Poi con gli anni Sessanta e l'ingresso in massa delle donne nel mondo del lavoro il tenere assieme due lavori, casa e professione, ha cominciato timidamente a fare capolino, e sono iniziate le prime elaborazioni per arrivare a correzioni alla legge immutabile che le 'cose' di casa devono essere per forza appannaggio delle figure femminili. Il discorso è andato avanti sotto traccia e non si è mari fermato. Ma poiché le grandi domande che generalmente affiancano i grandi cambiamenti prima o poi affiorano e diventano delle 'issues', dei temi topici, a livello internazionale, ecco che il problema è esploso. Uno degli articoli più letti, popolari e commentati del New York Times di questi giorni sintetizza bene questo quadro. Perché le donne, e non tanto gli uomini, sono giudicate negativamente per una casa poco in ordine, dove i piatti sono ancora sporchi nel lavello, le pile dei calzini in un angolo, la polvere o le ditate sui cristalli bene in vista? Già perché?

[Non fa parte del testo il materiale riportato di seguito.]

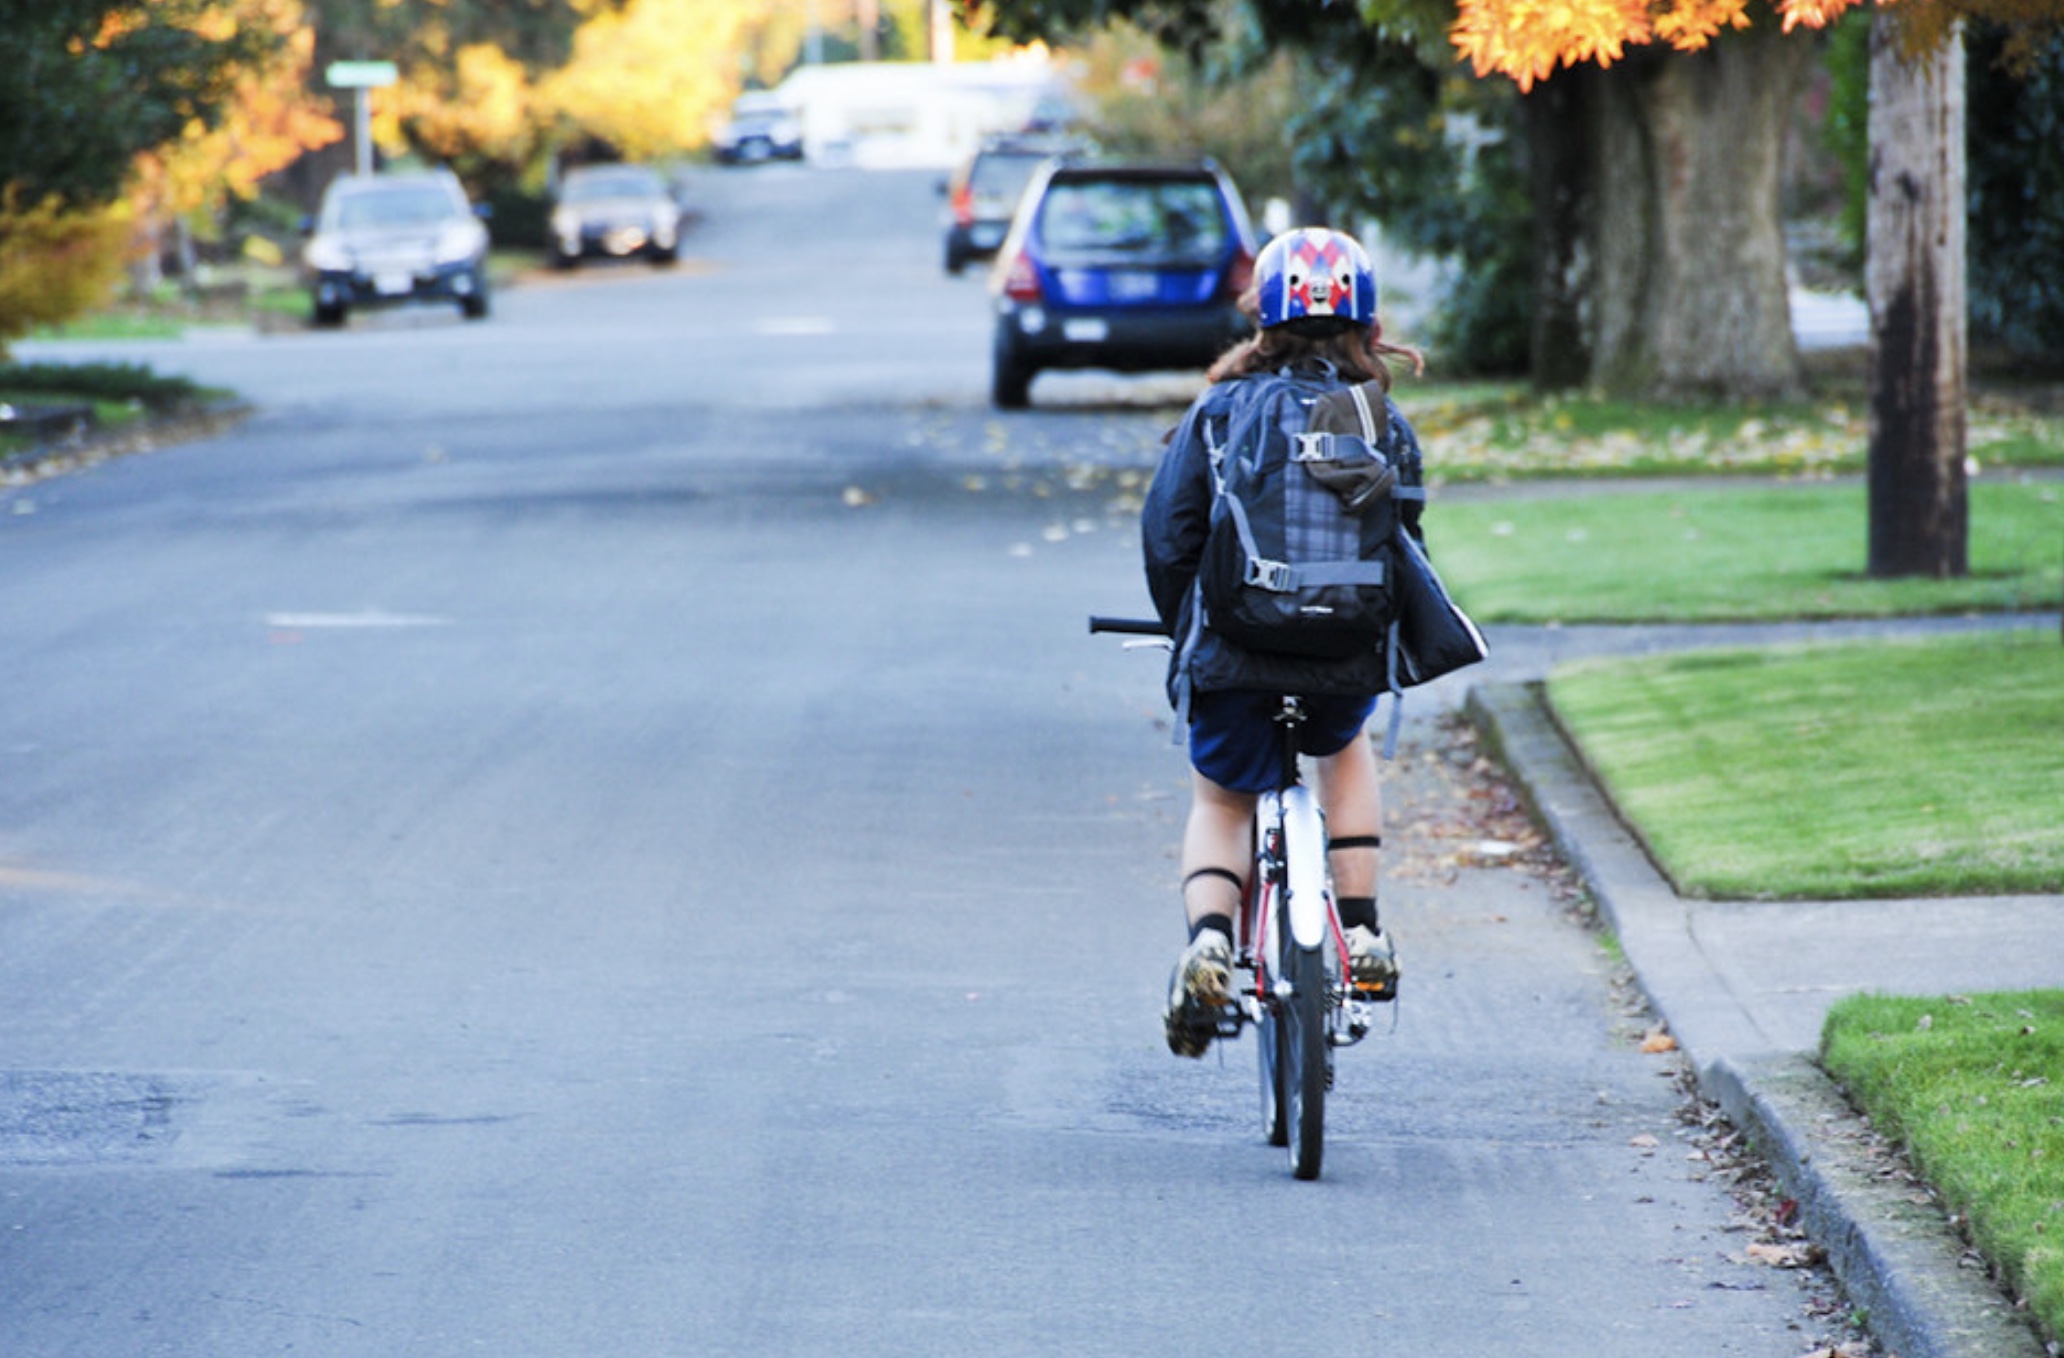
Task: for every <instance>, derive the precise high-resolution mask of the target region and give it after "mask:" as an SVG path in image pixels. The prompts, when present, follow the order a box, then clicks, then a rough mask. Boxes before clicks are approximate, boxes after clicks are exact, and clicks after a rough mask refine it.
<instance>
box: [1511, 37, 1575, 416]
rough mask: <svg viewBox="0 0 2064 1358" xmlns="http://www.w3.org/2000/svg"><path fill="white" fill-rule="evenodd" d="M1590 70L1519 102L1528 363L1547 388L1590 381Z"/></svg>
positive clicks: (1543, 86)
mask: <svg viewBox="0 0 2064 1358" xmlns="http://www.w3.org/2000/svg"><path fill="white" fill-rule="evenodd" d="M1589 74H1591V72H1589V70H1587V68H1577V70H1565V72H1560V74H1556V76H1550V78H1548V80H1542V83H1540V85H1536V87H1534V89H1531V91H1527V93H1525V95H1521V97H1519V120H1521V126H1523V130H1525V149H1527V188H1529V190H1531V194H1534V330H1531V334H1529V336H1527V365H1529V369H1531V371H1534V384H1536V386H1540V388H1546V390H1560V388H1569V386H1583V384H1585V382H1587V380H1589V378H1591V347H1589V343H1587V334H1585V326H1587V305H1585V303H1587V297H1589V293H1591V252H1589V250H1587V244H1589V235H1587V231H1585V229H1583V225H1585V223H1587V221H1589V217H1591V161H1589V144H1587V140H1585V128H1587V126H1589V120H1587V118H1585V91H1587V76H1589Z"/></svg>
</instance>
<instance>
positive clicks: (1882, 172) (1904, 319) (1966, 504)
mask: <svg viewBox="0 0 2064 1358" xmlns="http://www.w3.org/2000/svg"><path fill="white" fill-rule="evenodd" d="M1853 4H1856V0H1775V10H1777V17H1779V21H1781V29H1783V31H1785V33H1789V31H1792V29H1798V27H1808V29H1818V27H1825V25H1827V23H1829V21H1831V19H1835V17H1837V14H1841V12H1843V10H1847V8H1851V6H1853ZM1965 19H1981V21H1990V23H1996V25H2002V27H2004V29H2006V33H2008V43H2006V58H2008V64H2014V62H2025V60H2027V58H2029V54H2031V52H2033V50H2035V47H2037V45H2039V43H2041V41H2045V39H2047V37H2050V35H2052V33H2054V31H2056V29H2058V27H2060V25H2064V0H1905V2H1901V4H1895V6H1889V8H1882V10H1880V12H1878V14H1876V19H1874V25H1872V60H1870V85H1872V99H1870V105H1872V109H1870V155H1872V177H1870V180H1872V192H1870V225H1868V246H1866V250H1868V260H1866V293H1868V301H1870V316H1872V322H1870V477H1868V493H1870V541H1868V570H1870V574H1872V576H1880V578H1884V576H1938V578H1944V576H1963V574H1967V572H1969V491H1967V485H1965V407H1967V392H1965V283H1963V274H1965V258H1963V239H1965V221H1963V217H1965V211H1967V206H1965V171H1963V163H1965V144H1963V136H1965V134H1963V99H1965V68H1963V39H1961V21H1965ZM1750 27H1754V25H1752V19H1750V12H1748V4H1746V0H1657V2H1653V4H1651V2H1643V0H1457V17H1455V25H1453V29H1451V39H1453V43H1455V47H1457V50H1459V52H1461V54H1463V56H1465V58H1468V60H1470V62H1472V66H1474V68H1476V72H1478V74H1480V76H1484V74H1505V76H1511V78H1513V80H1515V83H1517V85H1519V89H1521V91H1529V89H1534V85H1536V83H1540V80H1548V78H1550V76H1552V74H1554V72H1556V70H1560V68H1565V66H1581V64H1595V66H1610V64H1614V62H1618V60H1620V58H1622V56H1624V54H1626V50H1628V47H1639V45H1649V43H1666V45H1668V47H1674V50H1678V52H1701V50H1705V47H1709V45H1711V43H1713V41H1715V39H1717V37H1719V35H1723V33H1732V31H1740V29H1750ZM1880 190H1882V192H1880Z"/></svg>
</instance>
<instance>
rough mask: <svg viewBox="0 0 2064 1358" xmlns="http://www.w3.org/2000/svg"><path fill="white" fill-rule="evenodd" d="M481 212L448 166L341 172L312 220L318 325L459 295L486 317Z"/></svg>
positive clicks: (310, 241)
mask: <svg viewBox="0 0 2064 1358" xmlns="http://www.w3.org/2000/svg"><path fill="white" fill-rule="evenodd" d="M481 217H485V211H483V208H475V206H473V204H471V202H469V200H466V190H464V188H460V184H458V177H456V175H454V173H450V171H444V169H436V171H425V173H392V175H343V177H338V180H334V182H332V184H330V188H328V192H324V196H322V211H320V213H318V215H316V217H314V219H312V221H310V223H308V229H310V235H308V244H303V246H301V277H303V281H305V283H308V293H310V303H312V310H314V318H316V324H318V326H341V324H345V316H347V314H349V312H353V310H357V308H388V305H402V303H409V301H456V303H458V310H460V312H462V314H464V316H466V320H481V318H483V316H487V227H485V225H483V223H481Z"/></svg>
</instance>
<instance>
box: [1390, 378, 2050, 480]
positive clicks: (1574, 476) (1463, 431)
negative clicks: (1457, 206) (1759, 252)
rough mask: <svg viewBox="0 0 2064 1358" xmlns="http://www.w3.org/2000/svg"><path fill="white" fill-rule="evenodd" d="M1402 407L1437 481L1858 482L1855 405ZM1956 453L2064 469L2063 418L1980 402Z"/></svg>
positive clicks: (1983, 465)
mask: <svg viewBox="0 0 2064 1358" xmlns="http://www.w3.org/2000/svg"><path fill="white" fill-rule="evenodd" d="M1399 402H1401V405H1404V411H1406V415H1408V417H1410V419H1412V425H1414V427H1416V429H1418V433H1420V438H1422V440H1424V444H1426V464H1428V473H1430V475H1434V477H1439V479H1443V481H1494V479H1519V477H1527V479H1531V477H1653V475H1672V477H1697V475H1715V473H1717V475H1829V473H1860V471H1864V466H1866V462H1868V456H1870V419H1868V415H1866V409H1864V405H1862V402H1849V400H1841V398H1827V400H1785V402H1659V400H1618V398H1612V396H1598V394H1548V396H1542V394H1538V392H1531V390H1529V388H1525V386H1517V384H1441V382H1432V384H1406V386H1401V388H1399ZM1965 446H1967V450H1969V456H1971V458H1975V460H1977V464H1979V466H1984V468H2000V466H2064V415H2058V413H2050V411H2043V409H2033V407H2031V405H2027V402H2019V400H2012V398H2008V396H1977V398H1973V402H1971V407H1969V415H1967V433H1965Z"/></svg>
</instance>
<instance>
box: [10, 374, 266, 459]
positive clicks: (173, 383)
mask: <svg viewBox="0 0 2064 1358" xmlns="http://www.w3.org/2000/svg"><path fill="white" fill-rule="evenodd" d="M223 396H227V392H219V390H211V388H202V386H196V384H194V382H190V380H186V378H163V376H159V374H155V371H151V369H149V367H140V365H134V363H76V365H68V363H6V361H0V405H10V407H80V405H83V407H91V409H93V423H95V427H99V429H116V427H120V425H128V423H134V421H138V419H144V417H147V415H169V413H178V411H192V409H194V407H200V405H204V402H208V400H219V398H223ZM25 448H31V444H29V440H25V438H23V435H17V433H8V431H6V429H4V427H0V456H6V454H14V452H21V450H25Z"/></svg>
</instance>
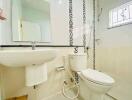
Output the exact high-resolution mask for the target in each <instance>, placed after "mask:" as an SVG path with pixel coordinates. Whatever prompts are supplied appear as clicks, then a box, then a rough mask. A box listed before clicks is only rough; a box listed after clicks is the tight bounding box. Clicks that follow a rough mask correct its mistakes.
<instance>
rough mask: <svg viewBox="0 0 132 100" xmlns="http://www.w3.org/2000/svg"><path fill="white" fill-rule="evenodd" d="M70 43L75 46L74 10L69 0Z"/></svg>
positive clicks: (69, 26) (69, 34)
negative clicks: (74, 33) (73, 28)
mask: <svg viewBox="0 0 132 100" xmlns="http://www.w3.org/2000/svg"><path fill="white" fill-rule="evenodd" d="M69 43H70V46H73V8H72V0H69Z"/></svg>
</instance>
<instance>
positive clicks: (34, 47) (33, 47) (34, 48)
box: [31, 41, 36, 50]
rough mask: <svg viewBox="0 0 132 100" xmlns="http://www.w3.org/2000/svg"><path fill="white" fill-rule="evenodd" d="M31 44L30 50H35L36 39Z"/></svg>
mask: <svg viewBox="0 0 132 100" xmlns="http://www.w3.org/2000/svg"><path fill="white" fill-rule="evenodd" d="M31 44H32V50H35V48H36V41H32V42H31Z"/></svg>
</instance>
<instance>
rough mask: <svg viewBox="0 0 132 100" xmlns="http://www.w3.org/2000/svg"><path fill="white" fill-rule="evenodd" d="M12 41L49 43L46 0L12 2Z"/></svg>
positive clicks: (49, 28) (47, 10)
mask: <svg viewBox="0 0 132 100" xmlns="http://www.w3.org/2000/svg"><path fill="white" fill-rule="evenodd" d="M12 33H13V41H38V42H51V29H50V4H49V1H48V0H12Z"/></svg>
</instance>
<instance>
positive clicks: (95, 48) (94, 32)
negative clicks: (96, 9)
mask: <svg viewBox="0 0 132 100" xmlns="http://www.w3.org/2000/svg"><path fill="white" fill-rule="evenodd" d="M95 5H96V2H95V0H93V69H96V64H95V63H96V60H95V58H96V55H95V53H96V50H95V49H96V44H95V28H96V27H95V13H96V12H95V10H96V8H95Z"/></svg>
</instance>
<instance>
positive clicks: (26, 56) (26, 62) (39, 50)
mask: <svg viewBox="0 0 132 100" xmlns="http://www.w3.org/2000/svg"><path fill="white" fill-rule="evenodd" d="M56 55H57V51H56V50H53V49H40V50H4V51H0V64H2V65H4V66H7V67H24V66H32V65H41V64H44V63H47V62H49V61H51V60H53V59H54V58H55V57H56Z"/></svg>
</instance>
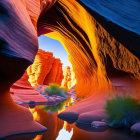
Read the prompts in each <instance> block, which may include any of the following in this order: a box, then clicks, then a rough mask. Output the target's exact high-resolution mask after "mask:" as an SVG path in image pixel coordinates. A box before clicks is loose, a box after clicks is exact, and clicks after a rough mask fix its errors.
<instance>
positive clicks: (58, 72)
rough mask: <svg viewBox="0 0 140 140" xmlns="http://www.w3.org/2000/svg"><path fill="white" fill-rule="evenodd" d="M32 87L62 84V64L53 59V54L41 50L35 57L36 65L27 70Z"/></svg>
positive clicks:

Eppure ancora oggi, nell'anno di grazia 2019, gli uomini disordinati e 'casinari' sono molto più tollerati e giustificati rispetto alle donne disordinate e 'casinare'. «Il fatto è che il lavoro domestico, il rassettare o pulire, è ancora considerato un lavoro tipicamente femminile. Soprattutto per le donne che vivono con mariti e compagni». Non solo. Da alcune autorevoli ricerche fatte (University of California), a riprova di questa immutabile norma derivante dal retaggio di una cultura patriarcale, le donne se vivono con il compagno, piuttosto che non quando vivono da sole, tendono a lavorare molto di più in casa. E questo nonostante che gli uomini oggi, tendenzialmente, trascorrono più tempo tra le mura domestiche e si dedicano più a compiti casalinghi rispetto ai loro padri o nonni. Tuttavia le tipiche cose femminili,come cucinare o pulire o rassettare restano in mano alle donne. Il motivo è semplice. «Da un punto di vista sociale le donne, ma non tanto gli uomini, sono ancora giudicate negativamente se non riescono a tenere una casa pulita e in ordine». Uno stereotipo che è duro da cancellare o indebolire, spiega Sarah Thebaud, sociologa all'Università della California, e autrice di questo monitoraggio di recente pubblicazione. Morale: «il tempo in più che le donne destinano per un lavoro non pagato in casa è all'origine della ineguaglianza di genere e influenza quanto gli uomini e le donne fanno a casa. Non solo. Influenza anche quanto è il tempo che le donne possono destinare a lavori remunerati». Altro che gender gap.
Le statistiche parlano di 2,3 ore al giorno di lavori domestici per le donne e di 1,4 ore al giorno per lavori domestici (uomini). I dati nazionali (americani) sono stati forniti dal Dipartimento del Lavoro. Altro dato interessante, a conferma di questo quadro di ineguaglianza riguarda gli effetti sulle mogli e le ragazze madri, per entrambe il lavoro domestico è una realtà quotidiana, ma le ragazze madri trascorrono meno tempo dietro i fornelli e a rassettare la casa mettendo in ordine calzini e altre cose del marito. In pratica chi vive con un compagno o un marito ha meno tempo per se stessa e dorme di meno.